Low Fat Milk? Well, Close Enough.

A couple of weeks ago, I was sent to Woolworths by my boss at work to buy some milk. I was instructed to buy milk with no fat. Personally, I prefer full cream milk, but, hey, I can't help it if people want their milk to taste like water mixed with paint.

Anyway, I was standing in front of a huge shelf of milk, and picked one that was clearly marked NO FAT:
See how it says NO FAT, down at the bottom?
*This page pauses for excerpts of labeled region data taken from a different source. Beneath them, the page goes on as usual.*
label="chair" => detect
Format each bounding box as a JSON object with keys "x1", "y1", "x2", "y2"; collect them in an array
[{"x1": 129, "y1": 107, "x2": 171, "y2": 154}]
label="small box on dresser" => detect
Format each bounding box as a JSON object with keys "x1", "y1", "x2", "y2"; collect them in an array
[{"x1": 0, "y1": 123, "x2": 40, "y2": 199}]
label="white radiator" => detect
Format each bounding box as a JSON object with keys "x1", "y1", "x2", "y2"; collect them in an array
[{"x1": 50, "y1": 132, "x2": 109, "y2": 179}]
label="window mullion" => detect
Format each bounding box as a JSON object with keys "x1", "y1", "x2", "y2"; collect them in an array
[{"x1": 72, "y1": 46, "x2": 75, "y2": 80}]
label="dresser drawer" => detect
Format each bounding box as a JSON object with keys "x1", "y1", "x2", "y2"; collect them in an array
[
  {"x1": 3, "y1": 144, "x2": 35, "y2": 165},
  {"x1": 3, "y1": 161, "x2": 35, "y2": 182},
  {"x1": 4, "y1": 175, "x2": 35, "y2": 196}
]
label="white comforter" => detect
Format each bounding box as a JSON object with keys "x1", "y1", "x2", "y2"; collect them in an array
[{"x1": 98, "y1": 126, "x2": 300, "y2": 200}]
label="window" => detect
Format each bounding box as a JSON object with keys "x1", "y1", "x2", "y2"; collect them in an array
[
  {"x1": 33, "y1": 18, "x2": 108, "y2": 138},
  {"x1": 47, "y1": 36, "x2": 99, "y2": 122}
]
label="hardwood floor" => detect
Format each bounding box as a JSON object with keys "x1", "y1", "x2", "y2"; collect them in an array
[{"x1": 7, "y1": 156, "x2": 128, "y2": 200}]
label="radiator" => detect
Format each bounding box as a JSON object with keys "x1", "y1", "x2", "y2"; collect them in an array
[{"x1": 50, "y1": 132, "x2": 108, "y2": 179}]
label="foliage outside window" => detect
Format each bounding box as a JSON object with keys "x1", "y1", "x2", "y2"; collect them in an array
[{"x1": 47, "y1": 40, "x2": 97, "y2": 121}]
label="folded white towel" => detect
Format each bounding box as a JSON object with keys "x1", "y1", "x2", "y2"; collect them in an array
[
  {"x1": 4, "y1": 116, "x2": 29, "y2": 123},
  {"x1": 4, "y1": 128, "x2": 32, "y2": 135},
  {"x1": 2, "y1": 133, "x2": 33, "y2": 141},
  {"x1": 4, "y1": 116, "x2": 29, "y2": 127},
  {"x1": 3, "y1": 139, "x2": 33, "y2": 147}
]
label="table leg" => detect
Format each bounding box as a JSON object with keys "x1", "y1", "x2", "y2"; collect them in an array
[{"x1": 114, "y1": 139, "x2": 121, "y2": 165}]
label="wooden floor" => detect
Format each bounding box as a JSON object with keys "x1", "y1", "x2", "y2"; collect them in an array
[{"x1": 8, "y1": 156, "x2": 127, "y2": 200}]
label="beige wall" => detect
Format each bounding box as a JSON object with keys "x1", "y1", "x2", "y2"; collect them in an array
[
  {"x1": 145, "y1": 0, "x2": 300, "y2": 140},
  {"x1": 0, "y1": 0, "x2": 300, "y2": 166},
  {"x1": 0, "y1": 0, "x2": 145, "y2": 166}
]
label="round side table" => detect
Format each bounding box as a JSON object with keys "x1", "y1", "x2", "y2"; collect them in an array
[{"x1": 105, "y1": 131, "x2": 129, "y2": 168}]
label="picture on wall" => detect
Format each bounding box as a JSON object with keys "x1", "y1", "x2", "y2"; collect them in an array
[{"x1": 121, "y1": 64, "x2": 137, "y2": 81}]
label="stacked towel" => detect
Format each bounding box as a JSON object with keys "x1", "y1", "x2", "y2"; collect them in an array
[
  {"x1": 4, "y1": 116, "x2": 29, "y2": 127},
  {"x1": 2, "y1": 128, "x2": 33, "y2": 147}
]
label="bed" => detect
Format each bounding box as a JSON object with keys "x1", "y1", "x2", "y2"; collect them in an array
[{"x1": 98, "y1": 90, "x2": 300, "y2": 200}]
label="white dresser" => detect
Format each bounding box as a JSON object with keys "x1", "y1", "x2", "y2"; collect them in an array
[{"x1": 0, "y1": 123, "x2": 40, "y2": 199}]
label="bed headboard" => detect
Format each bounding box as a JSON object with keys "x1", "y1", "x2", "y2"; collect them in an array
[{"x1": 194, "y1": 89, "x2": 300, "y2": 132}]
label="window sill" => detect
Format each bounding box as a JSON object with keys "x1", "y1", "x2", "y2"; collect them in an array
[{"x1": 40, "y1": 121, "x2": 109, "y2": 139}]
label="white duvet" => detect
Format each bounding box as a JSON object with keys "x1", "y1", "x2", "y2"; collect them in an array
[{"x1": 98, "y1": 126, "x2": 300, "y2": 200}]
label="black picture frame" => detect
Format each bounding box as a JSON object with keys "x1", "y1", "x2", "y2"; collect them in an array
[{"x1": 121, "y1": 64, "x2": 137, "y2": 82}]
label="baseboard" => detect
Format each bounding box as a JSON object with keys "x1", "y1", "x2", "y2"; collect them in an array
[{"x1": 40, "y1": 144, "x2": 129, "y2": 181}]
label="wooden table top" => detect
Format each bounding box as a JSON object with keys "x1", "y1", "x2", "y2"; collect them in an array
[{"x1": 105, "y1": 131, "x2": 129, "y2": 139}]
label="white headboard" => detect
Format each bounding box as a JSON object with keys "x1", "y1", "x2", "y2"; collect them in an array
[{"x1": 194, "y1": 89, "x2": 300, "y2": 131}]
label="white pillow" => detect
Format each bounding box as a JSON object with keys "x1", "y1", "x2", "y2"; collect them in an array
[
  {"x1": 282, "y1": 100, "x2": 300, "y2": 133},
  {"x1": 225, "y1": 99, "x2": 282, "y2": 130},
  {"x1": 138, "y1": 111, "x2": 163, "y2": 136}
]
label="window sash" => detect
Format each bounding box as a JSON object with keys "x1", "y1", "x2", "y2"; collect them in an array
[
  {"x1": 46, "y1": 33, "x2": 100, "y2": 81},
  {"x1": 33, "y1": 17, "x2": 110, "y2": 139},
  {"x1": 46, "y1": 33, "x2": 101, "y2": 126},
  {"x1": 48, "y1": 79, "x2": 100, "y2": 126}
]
Anyway, I bought the milk and went back upstairs. As I put it in the fridge in the tea room, I scanned the nutritional information on the bottle (they pay me by the hour, you see - the longer it takes to buy the milk the less time I'm lifting furniture). Imagine my surprise when I saw this:

Incredibly, it contains fat! Very little, mind you, but still some fat - enough to disqualify them from claiming it was NO FAT milk, in my opinion. I checked out other brands of NO FAT milk, and bizarrely, they all contain fat! I did some research and apparently under Australian law, as long as it contains less that 0.15% fat, it can be sold as NO FAT.

This is quite possibly one of the most blatant examples of companies lying to consumers I've ever seen. Essentially, the milk companies have eliminated 99.85% of the fat, and then thought, "Ah, well, that's close enough, those idiots will believe us if we tell them we got rid of it all."

It'd be like if a vegetarian restaurant said their tofu was free of meat, but if you read the fine print, you'd see it still contains some. Or if a bottled water company said their water was free of urine, but every bottle contained 0.15% human excrement. Or if the Germans said they weren't going to kill any more Jews, except for the 0.15% who they felt had it coming.